Langit berganti warna menjadi hijau, bulan Juli pagi tadi lelaki benar-benar tak menyangka setelah ia memasung doanya selama ini tiba-tiba ia berhadapan lagi dengan wanita yang pernah menggaungi hatinya.

“Ternyata lelaki yang menungguku di pintu taman itulah yang selalu hadir dalam doaku.” lontar wanita menjalar melintar menyentakkan sanubari. Lelaki terhentak ternyata sang wanita mengharapkan dalam doanya.
Ia terhujam diam karena terlanjur mengubur membekukan harapannya dan menganggap sang wanita sebagai sosok lain di hatinya. Lelaki mengacuhkan peristiwa nyata di depanya itu, satu dua kata tercercap, wanita pergi terlahap senyap.

Lelaki hanya termangu menyisakan serpihan luka yang ia balaskan terhadap wanita kendati iapun juga terluka telah mengingkari kata hatinya.

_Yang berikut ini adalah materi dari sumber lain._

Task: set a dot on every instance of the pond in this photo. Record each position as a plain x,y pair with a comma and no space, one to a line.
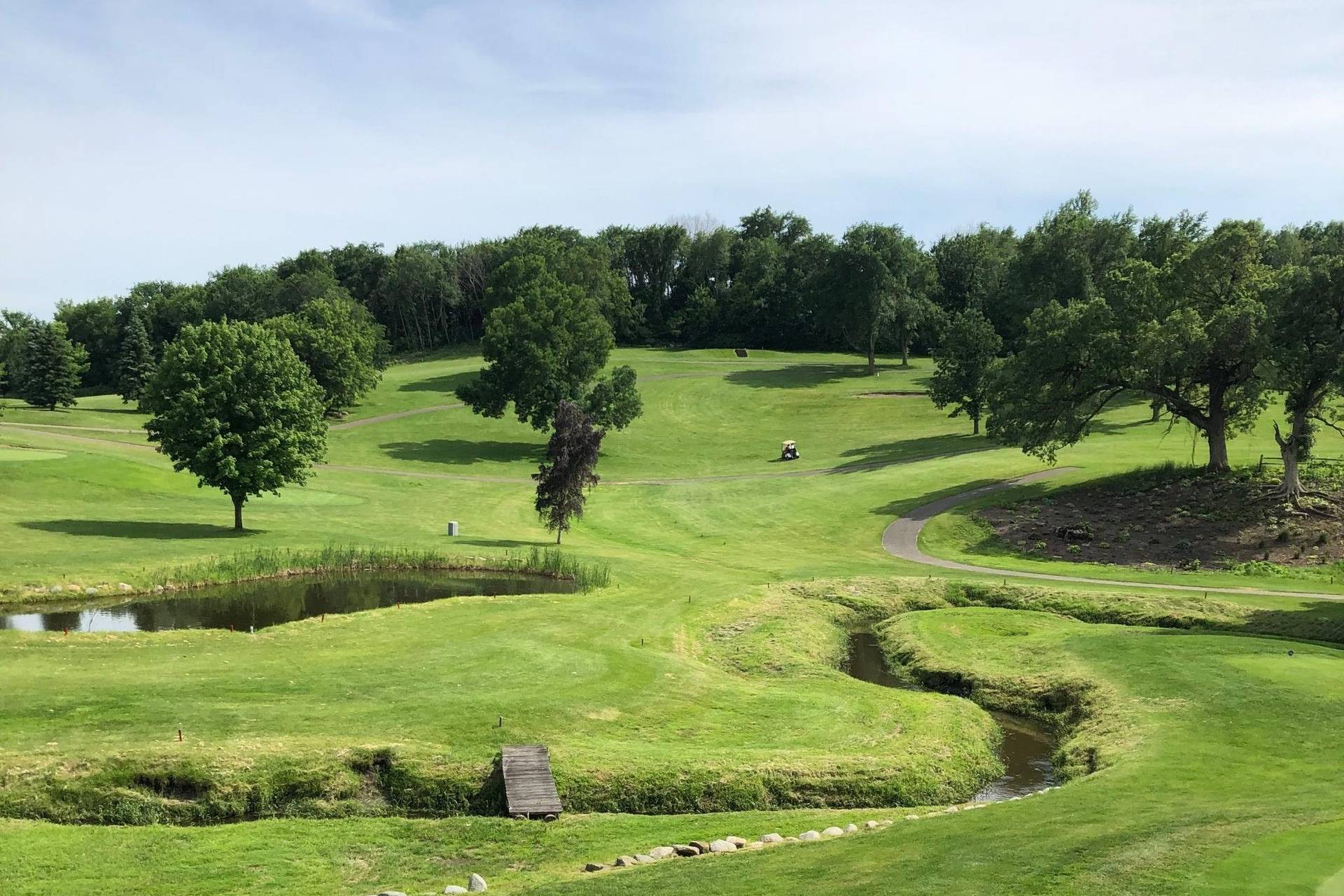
255,605
1026,747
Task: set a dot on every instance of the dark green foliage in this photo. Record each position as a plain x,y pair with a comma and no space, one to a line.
615,402
14,332
50,367
340,343
962,365
134,355
1063,258
94,327
569,470
543,347
234,406
417,295
878,281
1308,358
972,269
242,293
1191,335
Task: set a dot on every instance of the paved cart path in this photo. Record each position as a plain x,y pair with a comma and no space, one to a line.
901,539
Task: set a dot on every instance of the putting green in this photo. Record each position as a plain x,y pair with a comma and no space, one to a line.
14,454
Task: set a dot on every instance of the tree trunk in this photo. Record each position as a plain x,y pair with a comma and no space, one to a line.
1291,450
1217,434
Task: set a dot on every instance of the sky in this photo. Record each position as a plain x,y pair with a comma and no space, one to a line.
164,140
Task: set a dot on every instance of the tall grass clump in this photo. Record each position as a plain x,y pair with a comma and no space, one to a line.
332,559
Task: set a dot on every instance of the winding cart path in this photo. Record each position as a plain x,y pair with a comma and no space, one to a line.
901,540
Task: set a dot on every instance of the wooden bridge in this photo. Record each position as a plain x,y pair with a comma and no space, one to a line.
528,785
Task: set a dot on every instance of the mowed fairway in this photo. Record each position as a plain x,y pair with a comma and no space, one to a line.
698,680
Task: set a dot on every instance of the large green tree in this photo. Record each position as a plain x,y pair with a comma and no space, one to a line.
1307,359
14,333
570,468
542,348
972,269
962,365
235,406
615,402
134,355
93,326
878,282
1198,351
51,367
340,343
1060,260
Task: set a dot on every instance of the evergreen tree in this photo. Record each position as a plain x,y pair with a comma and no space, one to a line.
569,469
51,367
134,356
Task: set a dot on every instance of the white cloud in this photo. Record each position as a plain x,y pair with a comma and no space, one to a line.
146,140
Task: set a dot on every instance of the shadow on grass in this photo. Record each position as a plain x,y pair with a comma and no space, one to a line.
139,530
906,507
804,375
447,384
504,543
911,450
463,451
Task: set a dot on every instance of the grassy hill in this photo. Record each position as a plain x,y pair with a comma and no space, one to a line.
702,679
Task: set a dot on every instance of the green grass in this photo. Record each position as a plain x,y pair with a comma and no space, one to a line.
702,678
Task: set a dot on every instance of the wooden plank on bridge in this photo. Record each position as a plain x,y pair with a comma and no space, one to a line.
528,785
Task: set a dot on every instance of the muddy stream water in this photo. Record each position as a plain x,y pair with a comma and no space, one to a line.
255,605
1026,747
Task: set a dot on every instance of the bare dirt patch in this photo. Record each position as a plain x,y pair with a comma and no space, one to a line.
1172,519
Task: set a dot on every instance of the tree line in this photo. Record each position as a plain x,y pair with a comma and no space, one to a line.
771,281
1034,332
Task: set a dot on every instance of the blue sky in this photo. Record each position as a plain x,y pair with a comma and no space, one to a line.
166,140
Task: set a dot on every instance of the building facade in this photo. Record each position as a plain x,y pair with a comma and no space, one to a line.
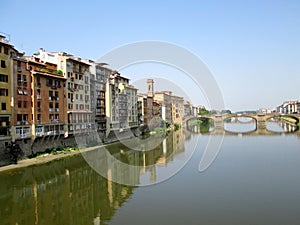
7,51
49,107
121,104
77,89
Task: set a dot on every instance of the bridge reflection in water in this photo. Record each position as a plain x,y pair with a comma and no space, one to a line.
69,191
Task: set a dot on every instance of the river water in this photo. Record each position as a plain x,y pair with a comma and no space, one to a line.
254,179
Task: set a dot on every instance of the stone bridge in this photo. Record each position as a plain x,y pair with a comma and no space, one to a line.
259,119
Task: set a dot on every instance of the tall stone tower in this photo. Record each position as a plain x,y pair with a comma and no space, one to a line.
150,91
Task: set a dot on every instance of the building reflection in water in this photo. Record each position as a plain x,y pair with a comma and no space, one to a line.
69,191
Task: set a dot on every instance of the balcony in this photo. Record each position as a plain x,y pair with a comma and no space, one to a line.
23,122
55,121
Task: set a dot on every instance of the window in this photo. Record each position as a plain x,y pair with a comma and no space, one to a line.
5,50
3,92
48,82
3,106
3,78
57,83
3,64
19,117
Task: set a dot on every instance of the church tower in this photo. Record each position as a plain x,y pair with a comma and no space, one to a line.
150,91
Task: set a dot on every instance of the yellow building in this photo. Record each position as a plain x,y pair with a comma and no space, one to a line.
6,52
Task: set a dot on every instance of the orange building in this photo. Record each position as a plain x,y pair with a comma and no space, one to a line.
48,99
21,94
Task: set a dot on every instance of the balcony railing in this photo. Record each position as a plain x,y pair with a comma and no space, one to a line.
23,122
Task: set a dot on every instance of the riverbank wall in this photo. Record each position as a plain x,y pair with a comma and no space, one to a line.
30,147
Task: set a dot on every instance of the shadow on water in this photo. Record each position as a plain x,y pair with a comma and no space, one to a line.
69,191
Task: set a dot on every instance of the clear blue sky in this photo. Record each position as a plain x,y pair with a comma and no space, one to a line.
252,47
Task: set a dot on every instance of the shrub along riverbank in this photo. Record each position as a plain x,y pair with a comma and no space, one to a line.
54,151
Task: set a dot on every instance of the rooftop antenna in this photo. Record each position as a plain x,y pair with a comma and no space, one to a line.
7,36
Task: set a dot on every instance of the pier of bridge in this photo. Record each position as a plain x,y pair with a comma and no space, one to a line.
259,119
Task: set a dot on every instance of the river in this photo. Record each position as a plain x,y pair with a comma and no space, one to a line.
254,179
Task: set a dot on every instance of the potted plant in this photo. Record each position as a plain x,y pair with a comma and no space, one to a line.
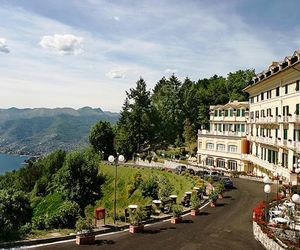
177,211
220,188
195,204
136,217
213,196
84,228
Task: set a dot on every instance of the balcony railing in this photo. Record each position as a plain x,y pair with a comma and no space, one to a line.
254,159
275,119
221,133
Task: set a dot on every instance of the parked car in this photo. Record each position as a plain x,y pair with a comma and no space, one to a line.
180,169
191,171
227,182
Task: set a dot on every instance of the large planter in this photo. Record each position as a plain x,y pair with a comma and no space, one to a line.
176,220
195,212
85,239
136,228
213,203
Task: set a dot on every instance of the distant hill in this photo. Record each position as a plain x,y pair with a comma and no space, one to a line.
41,130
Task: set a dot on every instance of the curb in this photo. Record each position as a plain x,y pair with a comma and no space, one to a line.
109,229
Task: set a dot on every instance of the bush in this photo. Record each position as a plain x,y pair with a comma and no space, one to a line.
195,201
150,187
177,210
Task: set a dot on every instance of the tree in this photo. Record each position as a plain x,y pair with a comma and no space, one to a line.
79,179
15,211
102,138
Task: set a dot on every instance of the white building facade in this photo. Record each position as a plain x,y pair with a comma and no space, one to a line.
221,146
274,120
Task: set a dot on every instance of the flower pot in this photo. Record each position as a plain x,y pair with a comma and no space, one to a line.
176,220
136,228
85,239
195,212
213,203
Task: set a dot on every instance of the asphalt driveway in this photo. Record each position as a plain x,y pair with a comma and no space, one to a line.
228,226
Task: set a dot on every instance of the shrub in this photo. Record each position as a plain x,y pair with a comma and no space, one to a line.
150,187
195,201
84,225
177,210
136,216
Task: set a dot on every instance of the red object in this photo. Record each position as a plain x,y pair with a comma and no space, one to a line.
100,213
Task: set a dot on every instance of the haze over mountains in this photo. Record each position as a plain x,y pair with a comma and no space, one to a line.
42,130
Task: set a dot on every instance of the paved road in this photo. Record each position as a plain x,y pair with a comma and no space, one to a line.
228,226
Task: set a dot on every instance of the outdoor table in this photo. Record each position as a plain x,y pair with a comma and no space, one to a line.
277,212
174,198
133,207
280,220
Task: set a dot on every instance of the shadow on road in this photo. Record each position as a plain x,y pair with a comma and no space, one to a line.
104,242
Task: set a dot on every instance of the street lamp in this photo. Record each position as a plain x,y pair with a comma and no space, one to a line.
116,160
297,170
277,174
267,190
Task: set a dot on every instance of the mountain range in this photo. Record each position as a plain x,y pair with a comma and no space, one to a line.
39,131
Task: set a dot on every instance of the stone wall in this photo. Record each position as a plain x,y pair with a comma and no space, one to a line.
264,239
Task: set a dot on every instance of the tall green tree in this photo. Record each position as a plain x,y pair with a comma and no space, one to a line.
79,179
102,138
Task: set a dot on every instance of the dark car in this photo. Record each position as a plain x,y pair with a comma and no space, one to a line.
227,182
180,169
191,171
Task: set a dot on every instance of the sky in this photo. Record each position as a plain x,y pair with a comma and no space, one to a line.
89,53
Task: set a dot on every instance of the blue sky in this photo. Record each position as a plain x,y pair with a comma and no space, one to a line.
88,53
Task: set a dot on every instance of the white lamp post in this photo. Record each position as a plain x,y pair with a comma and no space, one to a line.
116,160
277,174
267,190
297,170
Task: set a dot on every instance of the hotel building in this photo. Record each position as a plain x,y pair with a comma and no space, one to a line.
274,120
221,146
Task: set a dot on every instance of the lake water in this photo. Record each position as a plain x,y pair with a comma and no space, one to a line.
11,162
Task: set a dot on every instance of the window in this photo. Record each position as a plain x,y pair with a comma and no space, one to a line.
232,148
232,165
285,110
285,134
242,127
220,163
210,146
209,161
277,91
220,147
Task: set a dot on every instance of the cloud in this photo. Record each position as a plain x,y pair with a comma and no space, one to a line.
3,46
116,74
171,71
67,44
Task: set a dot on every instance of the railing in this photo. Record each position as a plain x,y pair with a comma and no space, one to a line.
222,133
265,164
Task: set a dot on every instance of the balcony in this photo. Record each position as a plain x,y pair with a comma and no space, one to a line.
222,133
294,145
265,164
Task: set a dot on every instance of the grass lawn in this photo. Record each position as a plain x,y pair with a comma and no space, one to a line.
126,175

Ia masih terus berpikir karena menyiakan apa yang telah ada di hadapan dan waktu bisa saja merenggut dengan bengis apa yang ia citakan semenjak lama itu untuk selamanya.

Langit berganti warna menjadi biru, satu warsa tertapaki di bulan dan tempat yang sama sang lelaki mencoba menanti namun ia tetap tak mendapati wanita itu bahkan bayanganyapun tidak.

Langit berganti warna menjadi abu, sayup sayup aroma petang mulai menerjang sosok wanita tetap tak terpancang. Lelaki masih tetap menanti sembari menahan memar di hatinya, memar yang kian lebar tersayat bulan sabit yang mulai terintip dihulu malam, namun ia percaya bahwa satu hal di dunia ini yang bisa melebihi kekuatan takdir hanyalah sebuah cinta.




Dasan, Korea Selatan. 18 September 2011.



Sifat dan karakter warna;
Merah :
Warna merah melambangkan kondisi psikologi yang menguras tenaga, warna ini mampu memberi dorongan untuk bekerja lebih aktif, erotisme dan produktivitas.

Kuning :
Melambangkan kegembiraan, warna ini mempunyai sifat longgar, santai dan mempunyai cita-cita yang tinggi, semangat tinggi, berubah-ubah dan penuh harapan.

Hitam :
Melambangkan kehidupan yang terhenti dan karenanya memberi kesan kehampaan, kegelapan.

Hijau :
Warna hijau melambangkan adanya suatu keinginan ketabahan dan kekerasan hati, mempunyai kepribadian yang keras dan berkuasa.

Biru :
Warna biru tua melambangkan ketenangan yang sempurna, warna ini memiliki efek yang menenangkan saraf pusat, tekanan darah, denyut nadi, tarikan nafas.

Abu-abu :
Warna abu-abu tidak menunjukkan arti yang jelas, tidak terang dan sama sekali bebas dari kecenderungan psikologis.